December 6 2013 Latest news:
Wednesday, August 1, 2012
The results are in, and it appears that the happiest people in Britain live in remote areas of Scotland, work as doctors or lawyers and are married women over the age of 65 who own their own homes.
From this list, I tick only two boxes: I am a lawyer who lives on a Scottish island (or a woman who owns their own home – you decide). Worse still, living in Norfolk means that we are in the second least happy section of Britain, beaten only by misery holes like the very worst bits of London, the rankest parts of Wales and Middlesbrough.
This survey was clearly compiled by a vengeful social scientist from Ipswich.
The pinnacle of woe can be pinpointed exactly: you will be a divorced, middle-aged machine operative living in Thurrock where, despite being within spitting distance of an IKEA, your existence is so pitiful that you can only rate 7.1 out of 10 on the happiness scale. Frankly, that figure seems quite high. If the very worst life imaginable in Britain still scores 7.1 out of 10, people are simply not trying hard enough to be miserable – this bodes ill for Team GB in the Olympics.
The figures also revealed that people who are retired but live on a reasonable pension are also happy – to discover this fact, countless thousands of pounds of our cash was spent, which immediately made me less happy than I was before I realised I’d had to pay to find this out. As part of the government’s attempts to develop an alternative measure of national performance to GDP (and heaven knows, it’s any port in a storm when that’s the criteria) the Office for National Statistics has published its first tranche of data exploring how happiness and anxiety levels vary across the nation.
Responses by 165,000 people reveal that the average rating of “life satisfaction” in Britain is 7.4 out of 10, with show-offs in the local authority of Eilean Siar, Orkney and Shetland recording the highest satisfaction rates of 8.1 out of 10. And that lot haven’t even got a Co-op Local, let alone an IKEA.
We in Norfolk are, it appears, less happy than our neighbours in Suffolk and that lot are up against heavy odds, what with having to live in a county that is literally packed with people from Suffolk.
We’re also less happy than people living in Yorkshire and those that reside in Scotland, where Fifty Shades of Grey isn’t an erotic novel, it’s a description of the weather or a colour chart for teeth.
I think I would be happier if I lived in Scotland – other than the bit where I had to live in Scotland – on the basis that they enjoy a delightful form of financial apartheid which sees them paying far less tax per head than us for free prescriptions, free personal care in old age, no student tuition fees, free eye tests and free Aston Martins on-demand.
That I would have to subsist on a diet of deep-fried Mars Bars, Edinburgh rock, whisky, haggis and a deep-rooted hatred of the English would be a small price to pay for having a free dental examinations: the last time I went to the dentist it was £48 for a three-minute appoint-ment.

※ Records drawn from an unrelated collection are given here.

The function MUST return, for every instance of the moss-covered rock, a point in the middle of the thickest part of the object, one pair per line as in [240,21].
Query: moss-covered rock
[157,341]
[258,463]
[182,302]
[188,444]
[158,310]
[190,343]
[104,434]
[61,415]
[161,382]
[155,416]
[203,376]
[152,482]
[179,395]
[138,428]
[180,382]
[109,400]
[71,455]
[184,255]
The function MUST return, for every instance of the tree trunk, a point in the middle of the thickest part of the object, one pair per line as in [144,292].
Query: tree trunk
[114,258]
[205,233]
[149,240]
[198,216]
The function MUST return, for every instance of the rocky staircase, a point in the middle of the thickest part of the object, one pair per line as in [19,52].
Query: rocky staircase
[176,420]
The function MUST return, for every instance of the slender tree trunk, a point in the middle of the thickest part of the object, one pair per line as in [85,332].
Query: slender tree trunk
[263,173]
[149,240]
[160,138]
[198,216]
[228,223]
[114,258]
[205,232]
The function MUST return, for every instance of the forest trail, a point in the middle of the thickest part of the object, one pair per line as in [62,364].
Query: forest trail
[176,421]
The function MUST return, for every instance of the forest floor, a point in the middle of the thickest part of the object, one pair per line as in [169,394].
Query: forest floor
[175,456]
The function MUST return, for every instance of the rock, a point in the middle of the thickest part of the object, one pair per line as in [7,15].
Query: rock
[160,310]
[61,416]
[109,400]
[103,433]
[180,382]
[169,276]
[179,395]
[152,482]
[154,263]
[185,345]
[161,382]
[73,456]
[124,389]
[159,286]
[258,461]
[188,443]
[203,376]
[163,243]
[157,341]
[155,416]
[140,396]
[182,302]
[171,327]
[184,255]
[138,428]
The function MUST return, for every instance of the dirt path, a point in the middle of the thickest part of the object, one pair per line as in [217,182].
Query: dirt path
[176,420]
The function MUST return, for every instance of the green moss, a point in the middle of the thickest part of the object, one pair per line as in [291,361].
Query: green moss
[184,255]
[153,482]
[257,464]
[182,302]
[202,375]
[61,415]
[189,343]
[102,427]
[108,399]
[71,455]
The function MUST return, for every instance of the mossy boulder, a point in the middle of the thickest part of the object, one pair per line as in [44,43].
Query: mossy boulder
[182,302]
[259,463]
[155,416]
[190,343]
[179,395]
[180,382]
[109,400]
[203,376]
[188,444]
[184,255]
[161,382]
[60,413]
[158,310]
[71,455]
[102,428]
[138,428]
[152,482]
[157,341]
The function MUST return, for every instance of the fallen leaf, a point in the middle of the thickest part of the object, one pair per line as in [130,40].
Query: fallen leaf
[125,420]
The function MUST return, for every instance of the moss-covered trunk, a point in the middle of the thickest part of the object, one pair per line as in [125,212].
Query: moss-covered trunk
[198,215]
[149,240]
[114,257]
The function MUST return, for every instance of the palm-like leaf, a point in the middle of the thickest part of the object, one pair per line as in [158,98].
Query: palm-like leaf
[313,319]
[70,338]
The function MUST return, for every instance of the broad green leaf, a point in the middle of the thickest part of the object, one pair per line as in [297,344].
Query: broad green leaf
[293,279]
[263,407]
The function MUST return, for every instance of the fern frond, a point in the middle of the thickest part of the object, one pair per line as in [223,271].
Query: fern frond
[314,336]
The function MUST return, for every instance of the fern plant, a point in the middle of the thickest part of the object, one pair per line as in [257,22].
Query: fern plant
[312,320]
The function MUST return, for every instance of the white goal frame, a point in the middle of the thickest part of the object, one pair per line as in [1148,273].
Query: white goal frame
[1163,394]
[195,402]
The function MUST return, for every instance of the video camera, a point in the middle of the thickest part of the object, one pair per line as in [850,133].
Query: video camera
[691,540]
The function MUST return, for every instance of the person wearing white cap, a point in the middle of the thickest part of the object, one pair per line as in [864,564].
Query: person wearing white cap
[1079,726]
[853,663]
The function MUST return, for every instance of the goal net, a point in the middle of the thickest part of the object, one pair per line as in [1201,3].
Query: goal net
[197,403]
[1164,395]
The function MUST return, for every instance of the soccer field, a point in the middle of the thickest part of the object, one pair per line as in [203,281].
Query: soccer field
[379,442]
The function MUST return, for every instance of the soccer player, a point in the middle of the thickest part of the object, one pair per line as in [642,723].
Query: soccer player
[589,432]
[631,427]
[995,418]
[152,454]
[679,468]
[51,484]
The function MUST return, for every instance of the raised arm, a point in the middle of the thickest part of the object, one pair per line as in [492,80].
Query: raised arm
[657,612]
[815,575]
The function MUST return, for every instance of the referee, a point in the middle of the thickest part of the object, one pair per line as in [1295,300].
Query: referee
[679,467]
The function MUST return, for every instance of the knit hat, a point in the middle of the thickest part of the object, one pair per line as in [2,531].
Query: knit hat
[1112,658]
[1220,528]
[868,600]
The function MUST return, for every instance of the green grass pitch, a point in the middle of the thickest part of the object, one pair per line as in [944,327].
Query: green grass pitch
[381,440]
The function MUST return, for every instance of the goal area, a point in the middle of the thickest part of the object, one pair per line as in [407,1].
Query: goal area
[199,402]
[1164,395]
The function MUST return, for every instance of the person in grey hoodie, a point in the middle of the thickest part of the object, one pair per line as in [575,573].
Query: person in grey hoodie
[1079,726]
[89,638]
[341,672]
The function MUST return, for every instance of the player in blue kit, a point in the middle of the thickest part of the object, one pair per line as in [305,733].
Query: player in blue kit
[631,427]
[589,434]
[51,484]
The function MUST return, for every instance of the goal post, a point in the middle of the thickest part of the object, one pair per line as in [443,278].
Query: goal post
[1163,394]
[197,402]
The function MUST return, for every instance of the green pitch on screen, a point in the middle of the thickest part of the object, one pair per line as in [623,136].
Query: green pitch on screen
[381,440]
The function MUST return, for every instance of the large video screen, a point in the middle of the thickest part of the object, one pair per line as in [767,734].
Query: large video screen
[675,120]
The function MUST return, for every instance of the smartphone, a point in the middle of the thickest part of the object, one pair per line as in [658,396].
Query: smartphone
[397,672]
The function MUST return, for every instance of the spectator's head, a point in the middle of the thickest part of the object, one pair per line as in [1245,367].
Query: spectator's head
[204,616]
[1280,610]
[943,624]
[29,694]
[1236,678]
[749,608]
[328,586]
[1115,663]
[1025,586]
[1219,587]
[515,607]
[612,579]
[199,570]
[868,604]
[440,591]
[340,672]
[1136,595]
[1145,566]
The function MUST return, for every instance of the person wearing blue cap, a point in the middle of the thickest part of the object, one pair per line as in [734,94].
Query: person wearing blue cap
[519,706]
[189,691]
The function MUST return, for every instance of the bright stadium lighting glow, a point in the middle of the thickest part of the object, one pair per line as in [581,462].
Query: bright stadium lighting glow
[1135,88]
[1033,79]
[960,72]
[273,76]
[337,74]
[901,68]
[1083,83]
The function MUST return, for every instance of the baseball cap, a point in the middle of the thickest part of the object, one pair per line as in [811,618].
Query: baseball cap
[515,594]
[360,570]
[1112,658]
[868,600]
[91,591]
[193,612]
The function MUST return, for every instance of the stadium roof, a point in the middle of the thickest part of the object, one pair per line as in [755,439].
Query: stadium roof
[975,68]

And the dentist had bad breath (never an encouraging sign).
I can only assume that Norfolk’s low placing on the national happiness scale is part of a clever, county-wide plot to keep the rest of the population away: the survey equivalent of the A11 until it gets dualled. If we fool everyone that we’re all totally miserable, Outsiders Will Not Come.
Professor Richard Layard, a member of the ONS’s Measuring National Wellbeing Advisory Forum, said the data was a “huge step” towards policy-making.
“If we just say tell everyone that they can be a doctor and a lawyer, pay them lots of money, buy them a nice house and make dresses compulsory, the nation’s happiness would improve overnight,” he didn’t say, but I know that was what he was thinking.
Personally, I’d be far happier if David Cameron moved to a remote Scottish island, married Nick Clegg and promised to never work again. Then again, I’ve always been easy to please.